Un Proietti Sacro e Profano al Carlo Felice
Pierino e il Lupo lo si conosce: è qualcosa che ha accompagnato intere generazioni di pubblico,
attori e musicisti; uno spettacolo sempreverde con cui tutti i grandi attori, prima o poi, devono misurarsi.
Questa composizione di Prokof'ev è rivissuta in tutto il suo classico splendore evocativo al Teatro Carlo Felice, guidata dalla voce di Gigi Proietti e dalla bacchetta del maestro Michelangelo Galeati che ha diretto l’orchestra del teatro.
Il pomeriggio di domenica 17, le note dei vari movimenti hanno ridato vita ai personaggi di Pierino, di suo nonno, del gatto, del lupo e dei cacciatori; ancora una volta.
In questo caso, però, l’opera del compositore russo è servita da pretesto al genio di Proietti per mettere insieme uno spettacolo brillante, un misto di recital e cabaret.
Dopo “Pierino e il Lupo” e un pezzo di Trot russo d’inizio secolo, l’orchestra è diventata praticamente un secondo pubblico e ha assistito alla frizzante esibizione dell’attore romano.
Proietti ha riportato in scena alcune sue vecchie conoscenze: personaggi caricaturali come Pietro Ammicca che, con le sue proposte mimate da “ Affarologo e Appaltologo” ha subito animato il pubblico, spinto, quasi trascinato dal desiderio di diventare parte attiva dello spettacolo.

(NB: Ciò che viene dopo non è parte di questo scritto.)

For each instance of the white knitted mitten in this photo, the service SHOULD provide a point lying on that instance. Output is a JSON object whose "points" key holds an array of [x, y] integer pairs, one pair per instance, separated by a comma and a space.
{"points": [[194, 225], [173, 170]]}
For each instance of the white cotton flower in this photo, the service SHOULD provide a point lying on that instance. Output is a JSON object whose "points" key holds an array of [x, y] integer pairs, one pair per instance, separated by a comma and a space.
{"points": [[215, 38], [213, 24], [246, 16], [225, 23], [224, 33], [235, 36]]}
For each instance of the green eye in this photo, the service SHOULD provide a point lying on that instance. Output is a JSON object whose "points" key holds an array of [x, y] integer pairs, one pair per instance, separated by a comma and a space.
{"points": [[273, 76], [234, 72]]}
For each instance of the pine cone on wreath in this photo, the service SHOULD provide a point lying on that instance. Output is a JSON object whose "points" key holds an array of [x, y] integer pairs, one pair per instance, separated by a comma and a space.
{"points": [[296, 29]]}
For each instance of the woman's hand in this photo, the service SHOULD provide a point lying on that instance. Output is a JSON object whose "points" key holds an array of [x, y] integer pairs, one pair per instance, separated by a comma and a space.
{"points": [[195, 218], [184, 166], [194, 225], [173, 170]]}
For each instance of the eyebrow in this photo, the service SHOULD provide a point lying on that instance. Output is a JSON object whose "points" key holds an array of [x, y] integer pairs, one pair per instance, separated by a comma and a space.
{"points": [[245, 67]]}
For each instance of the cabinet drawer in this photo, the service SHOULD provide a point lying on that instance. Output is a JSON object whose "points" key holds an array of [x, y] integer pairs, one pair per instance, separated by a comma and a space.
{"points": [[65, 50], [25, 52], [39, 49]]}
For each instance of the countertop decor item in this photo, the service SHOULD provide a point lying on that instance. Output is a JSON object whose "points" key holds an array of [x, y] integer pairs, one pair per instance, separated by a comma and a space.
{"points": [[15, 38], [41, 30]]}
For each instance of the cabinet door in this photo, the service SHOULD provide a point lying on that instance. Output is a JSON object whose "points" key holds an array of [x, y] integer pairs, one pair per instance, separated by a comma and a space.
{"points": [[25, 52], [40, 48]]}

Niente golfo mistico. L’orchestra faceva bella mostra di sé al centro del palco e così si potevano vedere i musicisti appoggiarsi ai manici dei violoncelli e dei contrabbassi per non cadere dalle risate.
Lo spettacolo è andato avanti velocemente. Durante le sue due ore senza intervallo si sono susseguiti il monologo del “Poro Toto” dissoltosi in una sauna, una satira sulla cosiddetta poesia colta e sui professori e perfino un omaggio cantato a Petrolini. L’orchestra ha riso e ha suonato mentre il pubblico è diventato partecipe e, diretto dallo stesso Proietti, si è ritrovato ad essere parte importante degli stessi sketch. Insomma, c’è stata una perfetta confusione di ruoli che ha accompagnato un analisi sull’amore e la poesia, sul mondo di oggi e sui personaggi di ieri.
Solo sulla fine, con un monologo serio e un paio di canzoni romane, le parti si sono ristabilite e lo spettacolo, oltre che ridere, ha fatto pure riflettere con un brivido.
Ma Proietti è sempre Proietti e non ha rinunciato a chiudere con una specie di Bis: mettendosi nei panni di un nonno vecchissimo e raccontando una storia sconclusionata, l’unione di tutte le favole esistenti in un flusso travolgente e surreale dalla “Gatta con le ciabatte” al principe azzurro che ha mangiato pesante.
Il risultato è stato, come l’ha definita lo stesso attore, “un’unione tra sacro e profano”, l’incontro vincente tra la musica sinfonica e il dialetto, tra la tradizione popolare e il costume contemporaneo.
Uno spettacolo energico e spumeggiante, completo e dove si ride, molto. Insuperabile Gigi Proietti, bravo il pubblico e bravi Galeati e i suoi orchestrali, specialmente il primo violino.
Tutti soddisfatti, quindi, di quella che si è rivelata senza dubbio una favola a lieto fine, proprio come quella di Pierino.